Pubdate: Sat, 14 Feb 2009
Source: Ottawa Citizen (CN ON)
Copyright: 2009 The Ottawa Citizen
Contact: http://www.canada.com/ottawacitizen/letters.html
Website: http://www.canada.com/ottawacitizen/
Details: http://www.mapinc.org/media/326
Author: Richard Foot, Canwest News Service

OUR HOME AND VIOLENT LAND

A Recent Wave Of Gangland Shootings Across Canada Has Police And The 
Public On Edge, Richard Foot Writes.

(CNS) Canada's cities are in the grip of a sharp, new cycle of gang 
violence fuelled by the country's growing appetite for illicit drugs 
and competition among the organized crime groups that supply them, 
say police and other experts.

While organized crime wars are not new to Canada, a recent wave of 
gangland shootings, from Halifax to Calgary to Vancouver, has 
occurred alarmingly in public places, where citizens least expect 
bullets to be flying.

The fear and outrage that settled on Toronto in 2005 when 15-year-old 
Jane Creba was killed in a shootout in a downtown shopping area has 
arrived in other cities, whose innocent citizens are being hit.

"We're going through a very significant cycle, where violence has 
been extremely high," says Sgt. Shinder Kirk, spokesman for British 
Columbia's Integrated Gang Task Force, a multi-agency police group.

"The public nature of this violence, the callous disregard for the 
safety of anyone and everyone who may be in a public spot when the 
shooting occurs, is a great concern to all of us."

Why are so many gang hits taking place in public spaces?

"Public shootings are a matter of convenience," says Robert Gordon, a 
criminologist and gang specialist at Simon Fraser University.

"People aren't as easy targets as in the past, so gangs will follow 
someone around in public until they can make a hit. They're not 
concerned with collateral damage. All they care about is hitting the target."

"Gangs have become much bolder," says Charles Momy, president of the 
Canadian Police Association. "Some cities look like they're under siege."

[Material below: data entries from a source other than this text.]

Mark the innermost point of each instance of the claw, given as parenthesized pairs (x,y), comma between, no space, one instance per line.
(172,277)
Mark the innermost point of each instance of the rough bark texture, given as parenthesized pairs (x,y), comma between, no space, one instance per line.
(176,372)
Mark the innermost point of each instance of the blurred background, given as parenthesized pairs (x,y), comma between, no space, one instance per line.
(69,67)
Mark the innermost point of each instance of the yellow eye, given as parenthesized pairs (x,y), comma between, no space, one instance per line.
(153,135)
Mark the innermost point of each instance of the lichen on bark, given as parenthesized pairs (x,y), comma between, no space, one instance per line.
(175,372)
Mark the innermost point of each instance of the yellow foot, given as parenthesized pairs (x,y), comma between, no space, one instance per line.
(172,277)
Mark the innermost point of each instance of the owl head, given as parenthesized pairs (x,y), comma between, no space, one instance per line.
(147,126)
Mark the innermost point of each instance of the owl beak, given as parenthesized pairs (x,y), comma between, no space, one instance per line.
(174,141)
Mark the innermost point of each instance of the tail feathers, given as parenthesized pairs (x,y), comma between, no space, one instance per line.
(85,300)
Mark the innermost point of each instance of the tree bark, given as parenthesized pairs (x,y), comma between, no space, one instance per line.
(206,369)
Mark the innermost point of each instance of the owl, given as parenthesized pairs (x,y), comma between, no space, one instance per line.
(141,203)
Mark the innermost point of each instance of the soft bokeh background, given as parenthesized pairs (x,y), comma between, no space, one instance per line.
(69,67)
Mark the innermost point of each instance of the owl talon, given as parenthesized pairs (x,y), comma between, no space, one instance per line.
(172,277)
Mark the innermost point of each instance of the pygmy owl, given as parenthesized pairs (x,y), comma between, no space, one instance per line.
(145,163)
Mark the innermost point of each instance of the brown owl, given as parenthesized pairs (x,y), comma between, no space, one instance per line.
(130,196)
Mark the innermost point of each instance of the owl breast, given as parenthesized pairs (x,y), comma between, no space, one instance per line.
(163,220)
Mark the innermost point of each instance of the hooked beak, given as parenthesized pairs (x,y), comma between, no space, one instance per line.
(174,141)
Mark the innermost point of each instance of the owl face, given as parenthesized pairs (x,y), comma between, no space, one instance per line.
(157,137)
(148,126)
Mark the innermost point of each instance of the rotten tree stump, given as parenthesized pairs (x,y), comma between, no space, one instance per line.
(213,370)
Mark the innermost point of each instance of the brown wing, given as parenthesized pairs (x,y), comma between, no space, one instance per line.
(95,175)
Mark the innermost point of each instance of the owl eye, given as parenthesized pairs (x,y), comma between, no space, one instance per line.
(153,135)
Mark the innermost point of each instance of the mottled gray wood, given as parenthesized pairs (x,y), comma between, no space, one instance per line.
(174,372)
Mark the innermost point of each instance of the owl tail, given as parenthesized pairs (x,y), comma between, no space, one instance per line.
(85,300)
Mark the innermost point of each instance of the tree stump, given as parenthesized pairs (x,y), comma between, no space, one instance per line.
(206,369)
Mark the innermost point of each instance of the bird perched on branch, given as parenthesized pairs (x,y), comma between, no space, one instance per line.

Across the country, local politicians and provincial leaders have 
responded by convening news conferences and community meetings, where 
citizens have expressed outrage at the shootings and the apparent 
inability of police to control them.

Kash Heed, chief of the West Vancouver Police, recently called 
gangland violence the city's most "pressing social problem" and 
admitted that what police have been doing over the past five years to 
control it "isn't working."

There have been eight gangland shooting incidents in Vancouver and 
its once-bucolic suburbs since New Year's Eve. Four known crime 
figures, all in their 20s, have been killed and others injured.

In Calgary last month, four people were killed including one 
bystander, in two separate shootings.

In Halifax last November, gang members fired multiple shots into a 
suburban pizza shop, and later traded gunfire on the street outside a 
children's hospital in the city's downtown.

Drive-by gang shootouts have also occurred in recent months in 
Winnipeg, Prince George, B.C., and on the Hobbema aboriginal reserve 
in Alberta, where a 23-month-old toddler was hit by a stray bullet.

Montreal is also no stranger to gang warfare. Dozens of organized 
crime suspects, allegedly connected to the cocaine trade, were 
arrested Thursday in a police sweep across Montreal and Ottawa. It 
also suffered through years of biker gang turf wars.

Mr. Momy says the Conservative government's new law introduced last 
year, with tougher bail provisions and stiffer penalties for gang 
crimes, hasn't produced the desired results.

"The new law isn't working," he says. "We're still seeing too many 
cases where these guys are given bail, they're back on the street, 
and they're offending all over again."